Published on Jun 6, 2012 by

"In Chronicles: Part One, Bob Dylan's recently published memoirs, he writes about what has to happen if an individual is to change the times in which he or she lives. To do this, 'you've got to have power and dominion over the spirits. I had done it once...' He writes that such individuals are able to '....see into the heart of things, the truth of things - not metaphorically either - but really see, like seing into metal and making it melt, see it for what it is with hard words and vicious insight.'"

Rosicrucianism - Masonerie


This video dives into the arts of Rosicrucianism, which has hosted some of the most intellectually proclaimed geniuses in our recorded history.

The two for-founders of Calculus were directly influenced by Rosicrucianism.

"Perhaps the movement which most influenced Isaac Newton was Rosicrucianism. Though the Rosicrucian movement had caused a great deal of excitement within Europe's scholarly community during the early seventeenth century, by the time Newton had reached maturity the movement had become less sensationalized. However, the Rosicrucian movement still would have a profound influence upon Newton, particularly in regard to his alchemical work and philosophical thought."

"1667, [Gottfried Wilhelm Leibniz] became secretary to the Rosicrucian society in Nuremberg, receiving a modest salary." Other contemporaries Leibniz was in contact with, such as Boyneburg, discussed the Alchemical arts with each other.
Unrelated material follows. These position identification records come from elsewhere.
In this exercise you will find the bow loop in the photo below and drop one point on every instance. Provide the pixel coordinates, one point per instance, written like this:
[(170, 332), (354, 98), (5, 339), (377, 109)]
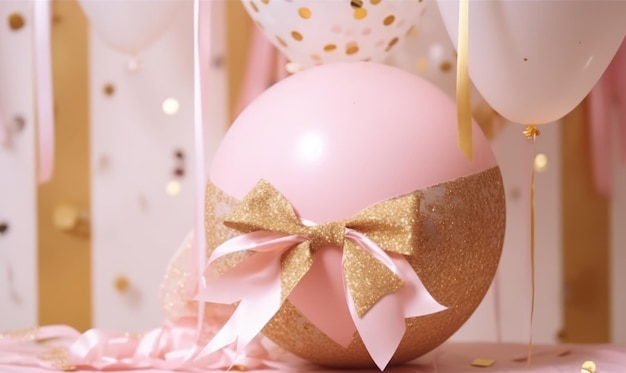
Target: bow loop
[(392, 224), (264, 209)]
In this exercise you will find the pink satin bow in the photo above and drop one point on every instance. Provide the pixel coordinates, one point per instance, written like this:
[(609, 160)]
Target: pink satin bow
[(256, 284)]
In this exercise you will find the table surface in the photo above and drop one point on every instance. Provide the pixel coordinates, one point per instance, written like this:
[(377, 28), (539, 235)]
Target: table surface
[(458, 358)]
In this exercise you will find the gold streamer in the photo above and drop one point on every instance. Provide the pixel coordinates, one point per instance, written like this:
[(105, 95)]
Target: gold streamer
[(463, 101), (531, 132)]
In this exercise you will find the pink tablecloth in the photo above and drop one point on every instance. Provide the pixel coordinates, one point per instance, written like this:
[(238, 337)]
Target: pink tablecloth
[(457, 358)]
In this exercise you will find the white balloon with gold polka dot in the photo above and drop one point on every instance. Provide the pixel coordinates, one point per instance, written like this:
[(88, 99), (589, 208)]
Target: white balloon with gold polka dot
[(313, 32)]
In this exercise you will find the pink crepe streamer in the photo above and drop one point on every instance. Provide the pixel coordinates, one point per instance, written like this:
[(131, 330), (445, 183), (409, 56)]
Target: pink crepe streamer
[(606, 98), (45, 102), (258, 74), (255, 283), (201, 62)]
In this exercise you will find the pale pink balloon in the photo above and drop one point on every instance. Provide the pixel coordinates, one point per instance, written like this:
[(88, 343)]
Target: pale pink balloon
[(337, 138)]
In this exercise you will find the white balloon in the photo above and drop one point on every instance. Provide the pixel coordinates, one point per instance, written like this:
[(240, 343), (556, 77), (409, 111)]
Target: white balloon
[(130, 25), (534, 61), (312, 32)]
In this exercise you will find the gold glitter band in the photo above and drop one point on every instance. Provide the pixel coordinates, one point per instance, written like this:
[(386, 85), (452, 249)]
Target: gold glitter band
[(456, 249), (392, 224)]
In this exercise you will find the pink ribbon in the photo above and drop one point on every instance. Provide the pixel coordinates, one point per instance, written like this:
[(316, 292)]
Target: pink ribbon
[(45, 102), (166, 348), (256, 284), (608, 97)]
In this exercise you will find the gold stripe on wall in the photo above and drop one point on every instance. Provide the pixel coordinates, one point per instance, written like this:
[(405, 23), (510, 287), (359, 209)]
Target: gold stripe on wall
[(239, 27), (586, 243), (64, 246)]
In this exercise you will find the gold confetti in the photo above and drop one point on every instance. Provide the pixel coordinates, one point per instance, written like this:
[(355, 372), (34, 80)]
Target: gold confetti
[(588, 367), (531, 132), (482, 362)]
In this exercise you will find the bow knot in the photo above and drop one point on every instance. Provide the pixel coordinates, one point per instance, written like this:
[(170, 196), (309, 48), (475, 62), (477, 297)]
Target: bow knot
[(326, 234), (379, 284)]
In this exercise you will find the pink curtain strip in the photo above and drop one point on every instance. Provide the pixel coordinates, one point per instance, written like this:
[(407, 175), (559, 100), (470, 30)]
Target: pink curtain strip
[(45, 103), (201, 15), (608, 97), (258, 74)]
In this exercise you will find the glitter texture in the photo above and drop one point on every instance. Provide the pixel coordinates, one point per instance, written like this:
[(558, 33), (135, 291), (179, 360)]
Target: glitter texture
[(453, 243)]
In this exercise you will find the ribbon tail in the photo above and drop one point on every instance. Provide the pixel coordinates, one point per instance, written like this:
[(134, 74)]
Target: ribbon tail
[(381, 328), (252, 314)]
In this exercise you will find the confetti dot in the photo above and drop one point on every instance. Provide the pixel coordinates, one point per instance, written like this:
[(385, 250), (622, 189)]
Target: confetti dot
[(392, 42), (445, 66), (16, 21), (170, 106), (109, 89), (173, 188), (296, 35), (421, 65), (360, 13), (281, 41), (389, 20), (352, 48), (304, 13), (588, 367), (356, 3)]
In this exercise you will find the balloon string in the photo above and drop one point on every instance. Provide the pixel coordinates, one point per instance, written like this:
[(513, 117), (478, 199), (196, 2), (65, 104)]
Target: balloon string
[(45, 101), (199, 235), (531, 132), (463, 100)]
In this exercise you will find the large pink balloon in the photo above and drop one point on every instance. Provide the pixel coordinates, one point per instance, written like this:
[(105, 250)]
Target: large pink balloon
[(337, 138)]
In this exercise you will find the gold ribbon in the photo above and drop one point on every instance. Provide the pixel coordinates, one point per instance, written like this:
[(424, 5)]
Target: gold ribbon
[(463, 100), (392, 225), (531, 132)]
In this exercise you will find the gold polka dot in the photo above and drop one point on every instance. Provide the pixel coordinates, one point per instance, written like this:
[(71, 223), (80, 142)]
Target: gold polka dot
[(360, 13), (412, 32), (445, 66), (281, 41), (356, 3), (296, 35), (304, 13), (392, 42), (389, 20), (352, 48), (253, 6), (109, 89), (421, 65), (16, 21)]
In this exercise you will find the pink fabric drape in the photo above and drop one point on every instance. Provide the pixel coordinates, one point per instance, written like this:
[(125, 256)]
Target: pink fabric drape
[(607, 98)]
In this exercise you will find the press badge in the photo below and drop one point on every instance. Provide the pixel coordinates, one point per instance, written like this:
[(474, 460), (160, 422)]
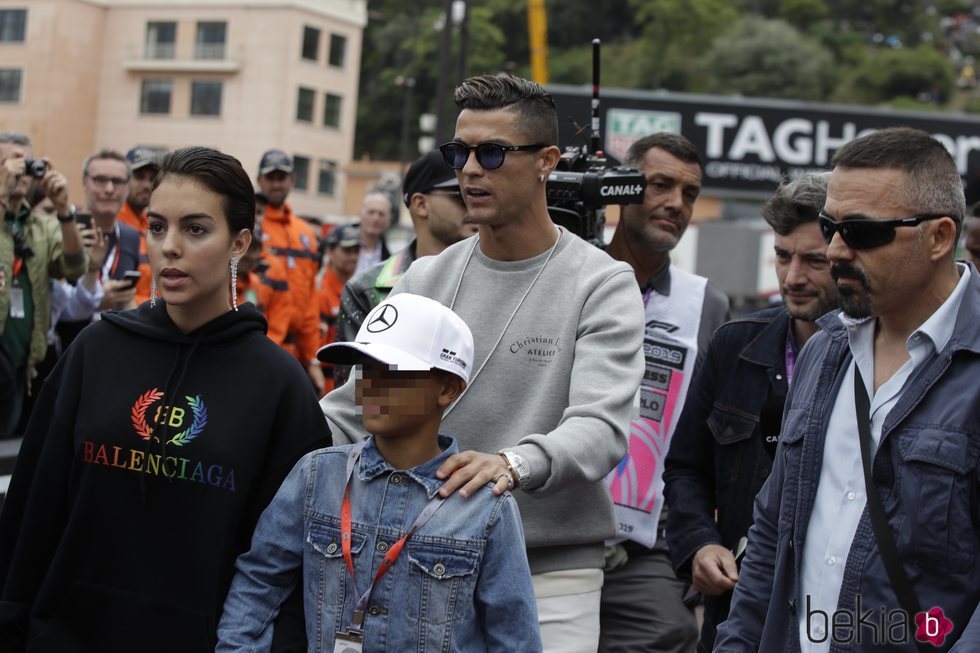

"Throughout history a number of prominent persons in the fields of science and the arts have been associated with the Rosicrucian movement, such as Leonardo da Vinci, Cornelius Heinrich Agrippa, Paracelsus, François Rabelais, Theresa of Avila, John of the Cross, Francis Bacon, Robert Fludd, Jacob Boehme, René Descartes, Blaise Pascal, Baruch Spinoza, Isaac Newton, Gottfried Wilhelm Leibnitz, Benjamin Franklin, Thomas Jefferson, Michael Faraday, Ella Wheeler Wilcox, Marie Corelli, Claude Debussy, Erik Satie, and Edith Piaf."